Tuesday, 28 June 2011

The plan will leave Thorntons with around 180 to 200 company-owned stores, although in the majority of locations it hopes franchisees will open outlets.

It is the latest blow to the high street after the failure of chains such as Habitat and Oddbins in recent weeks.

Chains such as HMV, Game and JJB Sports, which have long been the mainstay of UK high streets, are also slimming down their store estates.
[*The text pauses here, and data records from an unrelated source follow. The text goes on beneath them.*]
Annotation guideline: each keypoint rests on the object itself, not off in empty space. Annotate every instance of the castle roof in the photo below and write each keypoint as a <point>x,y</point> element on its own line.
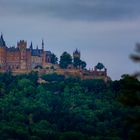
<point>12,49</point>
<point>36,52</point>
<point>2,42</point>
<point>76,51</point>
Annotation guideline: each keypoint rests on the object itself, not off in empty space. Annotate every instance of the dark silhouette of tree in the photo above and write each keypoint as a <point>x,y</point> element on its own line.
<point>136,57</point>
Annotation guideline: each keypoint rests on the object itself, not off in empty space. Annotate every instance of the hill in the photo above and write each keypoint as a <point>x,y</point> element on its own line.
<point>66,108</point>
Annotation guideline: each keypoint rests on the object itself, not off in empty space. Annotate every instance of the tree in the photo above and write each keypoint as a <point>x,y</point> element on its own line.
<point>54,59</point>
<point>136,57</point>
<point>65,60</point>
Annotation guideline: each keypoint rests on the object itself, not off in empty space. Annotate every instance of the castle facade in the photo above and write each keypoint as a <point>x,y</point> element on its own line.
<point>22,57</point>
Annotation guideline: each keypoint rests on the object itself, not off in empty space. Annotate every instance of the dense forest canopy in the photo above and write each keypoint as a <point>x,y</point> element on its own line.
<point>68,109</point>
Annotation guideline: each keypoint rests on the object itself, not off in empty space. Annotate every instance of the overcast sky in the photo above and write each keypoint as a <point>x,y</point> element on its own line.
<point>103,30</point>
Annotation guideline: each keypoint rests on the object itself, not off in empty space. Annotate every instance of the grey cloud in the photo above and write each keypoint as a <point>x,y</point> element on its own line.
<point>91,10</point>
And Mothercare said recently that it would axe 110 shops in order to focus its trading on out-of-town locations.

The Thorntons strategy review, led by new chief executive Jonathan Hart, will see the company increasingly focus on its commercial division, which sells Thorntons-branded chocolate through other retailers, and grow online sales.
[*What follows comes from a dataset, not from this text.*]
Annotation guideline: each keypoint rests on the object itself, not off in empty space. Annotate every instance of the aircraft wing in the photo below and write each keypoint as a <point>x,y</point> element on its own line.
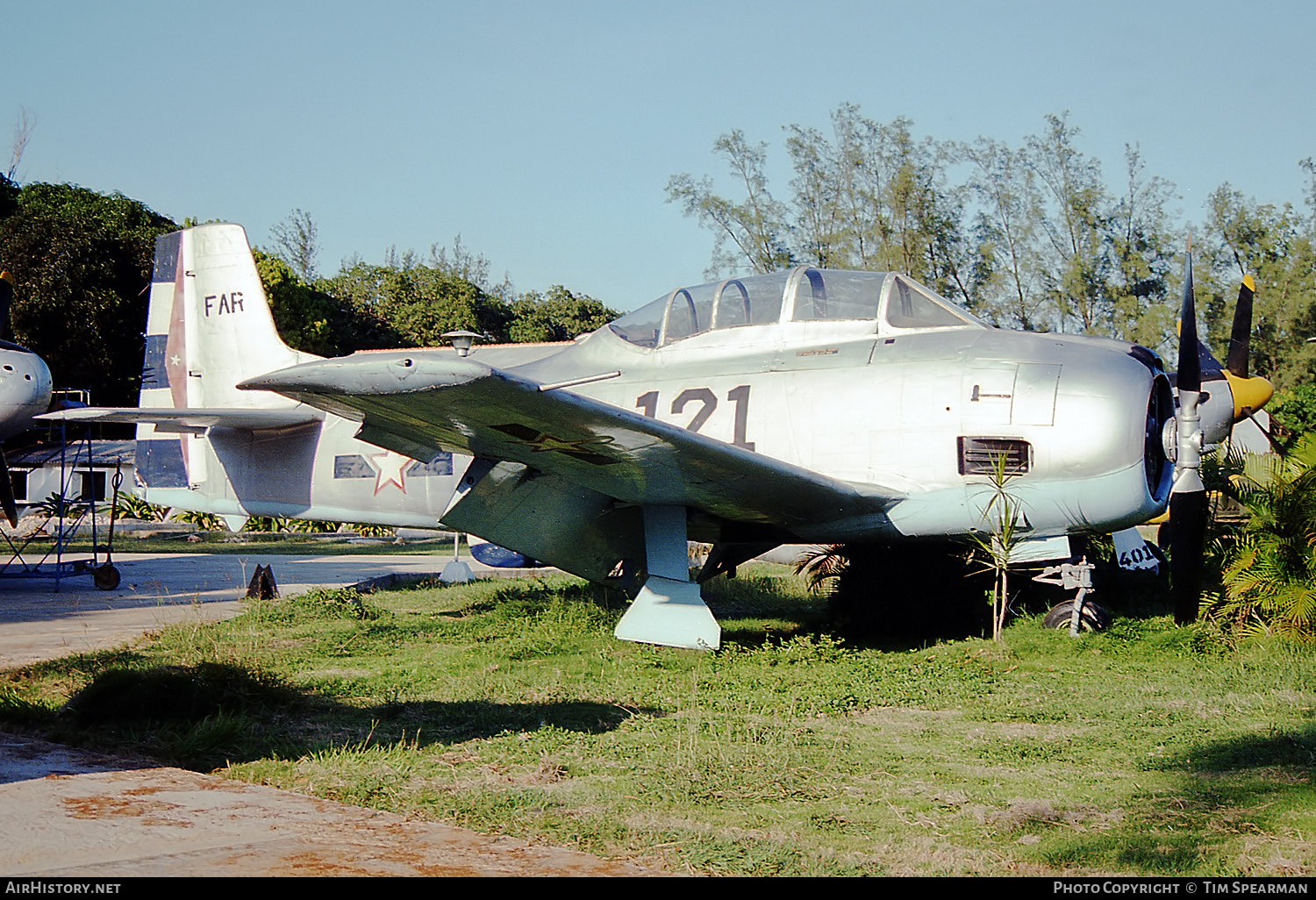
<point>197,418</point>
<point>418,403</point>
The review also aims to make the business less dependent on seasonal events such as Christmas and Easter by increasing the number of gifts it sells.

Mr Hart said the strategy was the right one because he sees the current weakness in high street footfall and consumer sentiment continuing.
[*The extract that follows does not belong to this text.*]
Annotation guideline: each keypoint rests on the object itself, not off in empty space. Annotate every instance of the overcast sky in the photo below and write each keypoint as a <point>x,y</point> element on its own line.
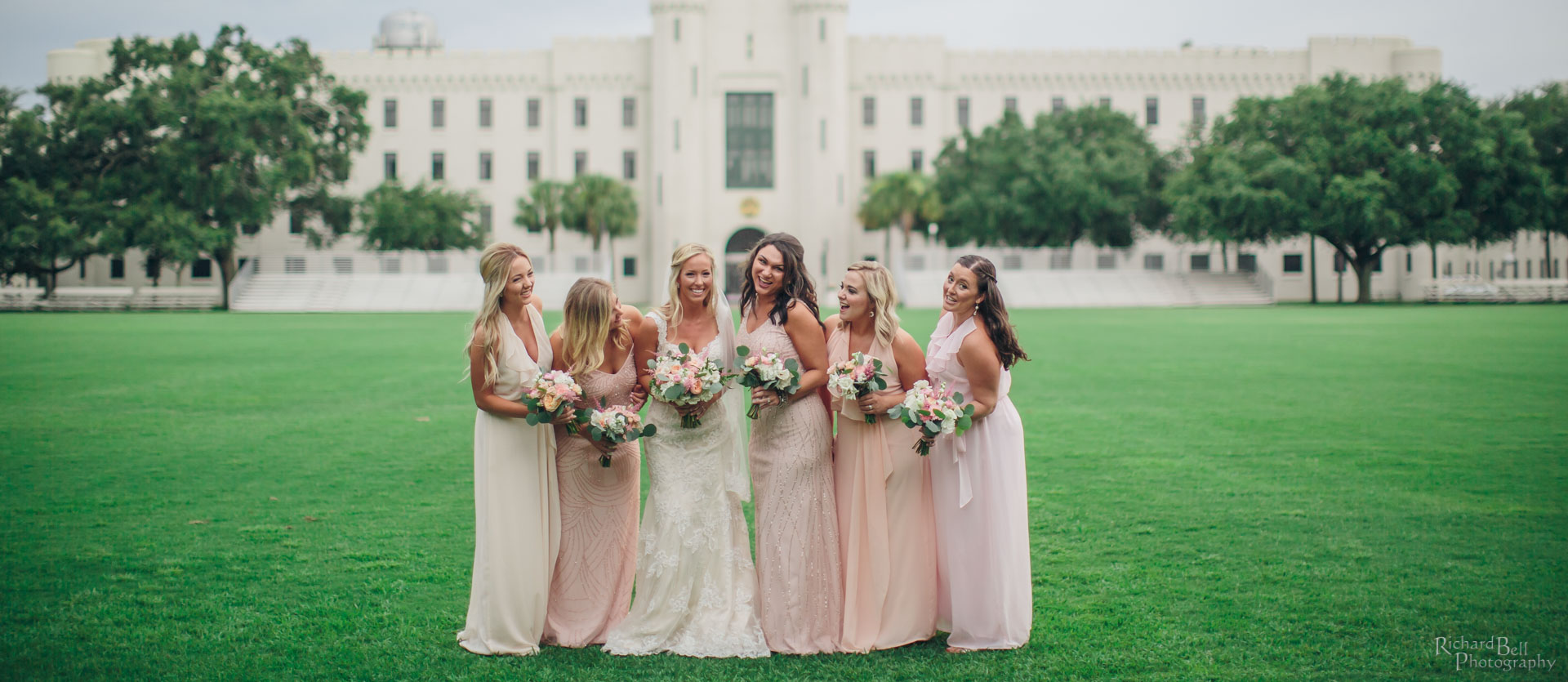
<point>1494,46</point>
The closure of the stores could put between 750 and 1,125 jobs at risk, but Mr Hart said the company would try to find staff alternative roles wherever possible.

The review said its stores needed an overhaul after a recent lack of investment and changes in shopper behaviour, as they visit the high street less regularly in favour of supermarkets and internet shopping.

Although it still thinks its own stores will remain an important part of its future, it said selling through other retailers will become its main sales channel over the next three years.

It will revamp its products with gifts for under £5 for special occasions such as birthdays and anniversaries to help broaden its appeal throughout the year and will develop a new flagship boxed chocolate brand next year. It will start offering free tastings in-stores in the next couple of months.

The group also aims to make efficiency savings at its factories and supply chain in a bid to save £2 million a year. However, closing the company-owned stores will cost it between £4.2 million and £4.8 million.